Vatican Orders 13 Closed Cleveland Parishes Reopened

All Things Considered:
HAGERTY: Turns out she was right. St. Patrick, along with a dozen other Cleveland churches, appealed to the Vatican. Now the Vatican is ordering Bishop Lennon to reopen those 13 churches closed by the diocese.
SINGLETON: I keep on pinching myself, like wow, this is really real. It really is true.
(SOUNDBITE OF LAUGHTER)
HAGERTY: The ruling from the Vatican's Congregation for the Clergy was something of a smack down, says Peter Borre. He's an lawyer who advises congregations whose churches have been closed on how to appeal to the Vatican. Borre says it's the first time that Rome has ordered parishes to be fully reopened.
PETER BORRE: If you destroy the spiritual infrastructure of the Catholic Church in the United States, that's irreversible damage. You will never get those churches and those faith communities back. I think that's the driver.
HAGERTY: A spokesman for the Cleveland Diocese had no immediate comment. He says they need to study the document.
Over the past decade, Borre says, more than 1,500 parishes have been closed. Many have been sold off, 26 in Cleveland alone. But there are at least a dozen parishes around the country that are appealing to the Vatican, including several in Boston. Borre says the order should give them hope.

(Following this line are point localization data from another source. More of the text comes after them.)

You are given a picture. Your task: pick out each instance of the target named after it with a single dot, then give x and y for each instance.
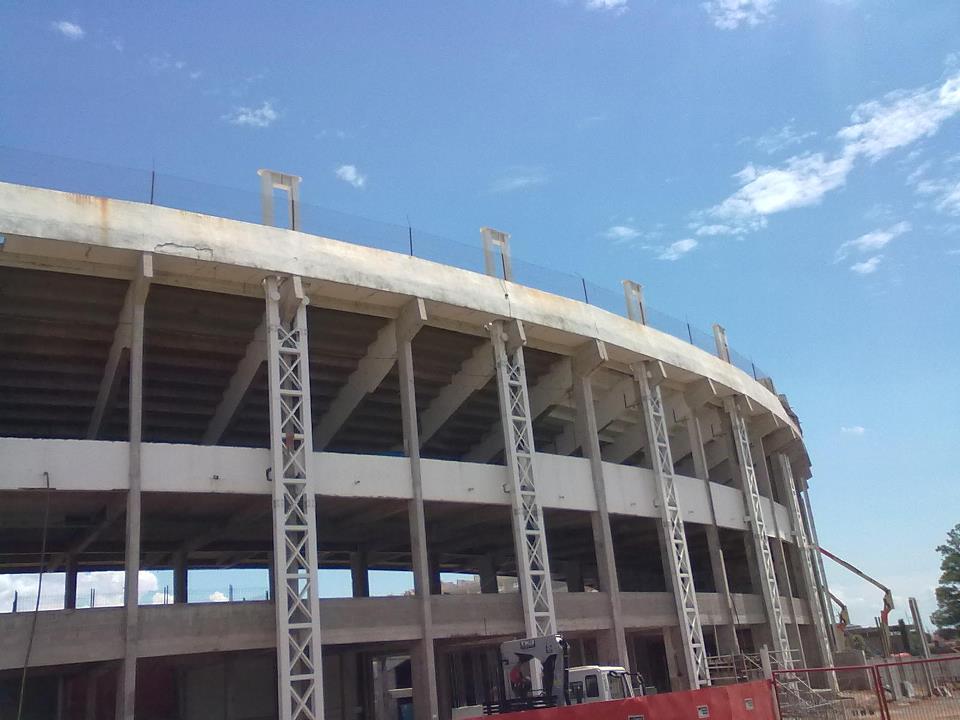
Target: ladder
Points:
(674, 537)
(803, 545)
(299, 667)
(758, 527)
(530, 538)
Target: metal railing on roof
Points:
(54, 172)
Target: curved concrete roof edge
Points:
(119, 224)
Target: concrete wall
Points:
(102, 466)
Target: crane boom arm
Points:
(887, 595)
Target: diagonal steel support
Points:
(530, 537)
(299, 666)
(758, 528)
(671, 525)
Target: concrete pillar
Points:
(127, 686)
(765, 484)
(70, 583)
(180, 577)
(271, 577)
(359, 573)
(671, 646)
(423, 658)
(727, 632)
(487, 569)
(573, 571)
(585, 363)
(436, 584)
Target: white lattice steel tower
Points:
(673, 534)
(294, 513)
(530, 538)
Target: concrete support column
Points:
(573, 571)
(180, 577)
(487, 569)
(765, 483)
(70, 583)
(726, 632)
(359, 573)
(436, 584)
(671, 647)
(128, 678)
(271, 576)
(585, 363)
(423, 653)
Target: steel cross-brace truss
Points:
(675, 538)
(530, 535)
(758, 527)
(803, 544)
(300, 682)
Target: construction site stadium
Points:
(184, 392)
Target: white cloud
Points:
(263, 116)
(872, 241)
(519, 179)
(350, 175)
(617, 7)
(621, 233)
(803, 181)
(162, 63)
(868, 266)
(731, 14)
(68, 29)
(877, 128)
(107, 586)
(776, 140)
(950, 201)
(714, 229)
(900, 118)
(675, 251)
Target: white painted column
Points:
(585, 363)
(765, 483)
(423, 660)
(128, 677)
(727, 639)
(180, 577)
(70, 583)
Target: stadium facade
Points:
(183, 392)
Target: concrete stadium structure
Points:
(643, 497)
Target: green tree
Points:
(948, 592)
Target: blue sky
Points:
(789, 169)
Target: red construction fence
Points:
(747, 701)
(898, 690)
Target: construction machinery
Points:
(535, 674)
(887, 595)
(843, 615)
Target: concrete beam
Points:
(110, 514)
(253, 357)
(551, 389)
(474, 373)
(122, 339)
(371, 370)
(617, 401)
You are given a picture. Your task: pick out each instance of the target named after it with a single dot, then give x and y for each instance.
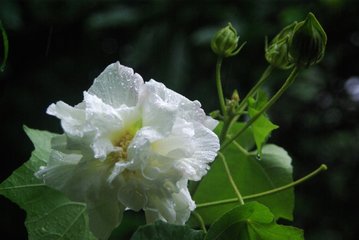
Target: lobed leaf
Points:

I think one of the real shames of the Catholic Church in the U.S. has been the abandonment of so many beautiful urban parishes built by poor immigrants prior to 1950.  Even worse, they have been replaced by massive, soulless fan-shaped travesties in the suburbs.  But that is just a part of the story of urban flight after the Great Migration took hold.  We still haven't stopped the rot at the heart of our center cities.  This decision may make a few folks happy, but as the elderly parishioners die off, it will continue to be extremely difficult to sustain these parishes, barring a massive migration back from the suburbs.